La question, très simplement, est la suivante. Qui doit être considéré comme anglophone, ou comme francophone ? M. Housefather reconnaît qu'en vertu de la langue maternelle, ses citoyens de langue anglaise ne forment (selon le recensement de 2011) que 42 % de la population. Mais, dit-il, et ce point on doit lui donner raison, plus de 57 % des résidents de Côte-Saint-Luc indiquent l'anglais comme langue d'usage, c'est-à-dire la langue la plus souvent parlée à la maison. Plus de 70 % déclarent l'anglais comme première langue officielle parlée. Et peu importe le critère employé, il n'y a pas plus de 17 % de francophones dans ce petit coin de l'île de Montréal.

Pendant ce temps, à l'extérieur du Québec, la Fédération des communautés francophones et acadienne (FCFA) affirmait récemment, devant le CRTC, représenter « 2,6 millions de francophones au pays ». Est-il question ici de langue maternelle ? Non, en vertu de ce critère, on dépasse à peine le seuil du million de francophones hors-Québec. La langue d'usage ? Certainement pas... Seulement 611 000 personnes parlent le plus souvent le français à la maison dans les provinces à majorité anglaise. Pour arriver à plus de 2 millions et demi, il faut aussi compter tous les anglophones capables de soutenir une conversation en français.

Techniquement, la FCFA a raison... comme la maire de Côte-Saint-Luc. Un anglophone qui sait parler français est aussi francophone. Le problème, c'est que les anglophones pourraient nous jouer le même tour et compter comme les leurs tous les francophones qui peuvent soutenir une conversation en anglais (trois millions ?). À ce rythme, tous les bilingues étant partout comptés en double, le total des anglophones et des francophones finira par être supérieur à la population totale du pays...

Revenons donc à la question de base. Comment définir l'appartenance linguistique au Québec et dans les autres provinces canadiennes ? Aucun critère ne permet d'arriver à une appréciation juste. Des centaines de milliers de personnes ayant le français comme langue maternelle ne le parlent à peu près plus. Et de nombreux citoyens déclarant l'anglais comme langue d'usage sont réellement francophones, l'anglais s'imposant à la maison uniquement par la présence d'un conjoint unilingue. Par ailleurs la connaissance d'une langue officielle n'indique en rien l'usage qu'on en fait... ou qu'on n'en fait pas...

Un élément ressort clairement dans la comparaison des argumentaires. Les anglophones auront désormais tendance à utiliser les données du recensement pour démontrer leur force réelle d'attraction et d'assimilation, tandis que les francophones (même dans certaines régions du Québec) s'en serviront le plus souvent pour masquer les faiblesses démographiques. Et de la réponse éventuelle des gouvernements aux définitions identitaires dépendront des décisions et des politiques en matière de protection de la langue française et de droits des minorités, tant à Québec qu'à Ottawa.
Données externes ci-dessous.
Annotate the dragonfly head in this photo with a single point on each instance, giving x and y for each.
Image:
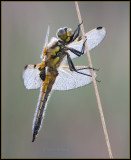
(64, 34)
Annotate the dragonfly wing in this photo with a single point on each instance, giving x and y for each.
(94, 37)
(46, 42)
(67, 79)
(31, 77)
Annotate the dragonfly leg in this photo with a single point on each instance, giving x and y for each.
(76, 32)
(72, 67)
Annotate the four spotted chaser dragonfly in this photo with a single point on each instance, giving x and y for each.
(53, 74)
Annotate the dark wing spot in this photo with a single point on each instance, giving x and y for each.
(99, 28)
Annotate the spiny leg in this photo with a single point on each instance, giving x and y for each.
(72, 67)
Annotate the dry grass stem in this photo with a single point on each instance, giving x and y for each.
(95, 85)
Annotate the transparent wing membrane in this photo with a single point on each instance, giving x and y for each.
(94, 37)
(67, 79)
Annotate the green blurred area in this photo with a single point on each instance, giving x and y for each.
(72, 127)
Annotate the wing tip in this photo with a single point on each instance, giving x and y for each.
(101, 28)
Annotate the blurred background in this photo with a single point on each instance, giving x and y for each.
(72, 126)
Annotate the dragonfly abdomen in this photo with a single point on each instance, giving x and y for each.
(44, 97)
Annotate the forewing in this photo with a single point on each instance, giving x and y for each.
(67, 79)
(94, 37)
(45, 43)
(31, 77)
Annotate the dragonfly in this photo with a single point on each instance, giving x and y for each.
(53, 73)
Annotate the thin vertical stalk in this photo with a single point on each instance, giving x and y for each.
(95, 85)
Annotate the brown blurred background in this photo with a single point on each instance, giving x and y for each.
(72, 127)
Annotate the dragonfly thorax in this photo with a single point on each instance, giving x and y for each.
(65, 34)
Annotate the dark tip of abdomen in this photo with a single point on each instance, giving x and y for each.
(25, 67)
(99, 27)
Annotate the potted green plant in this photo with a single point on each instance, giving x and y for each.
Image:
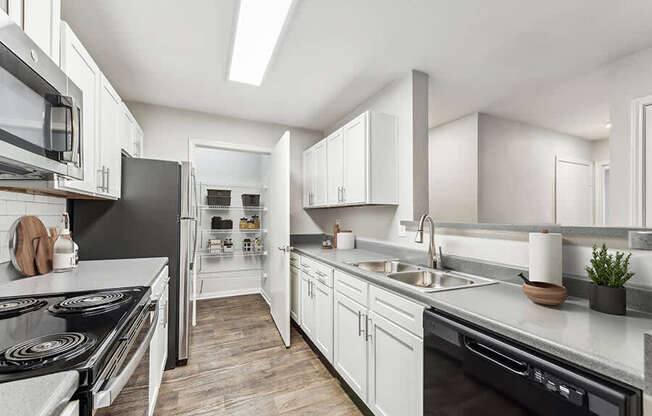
(609, 273)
L'année 2012 a été turbulente sur le front linguistique. L'année 2013 s'annonce tout aussi agitée, avec le débat imminent sur les modifications à la Loi 101 à l'Assemblée nationale et le renouvellement des engagements fédéraux envers les minorités par l'entremise de la Feuille de route pour la dualité linguistique. L'un et l'autre seront des éléments déterminants pour l'avenir de la langue française au Canada et la configuration politique future du pays.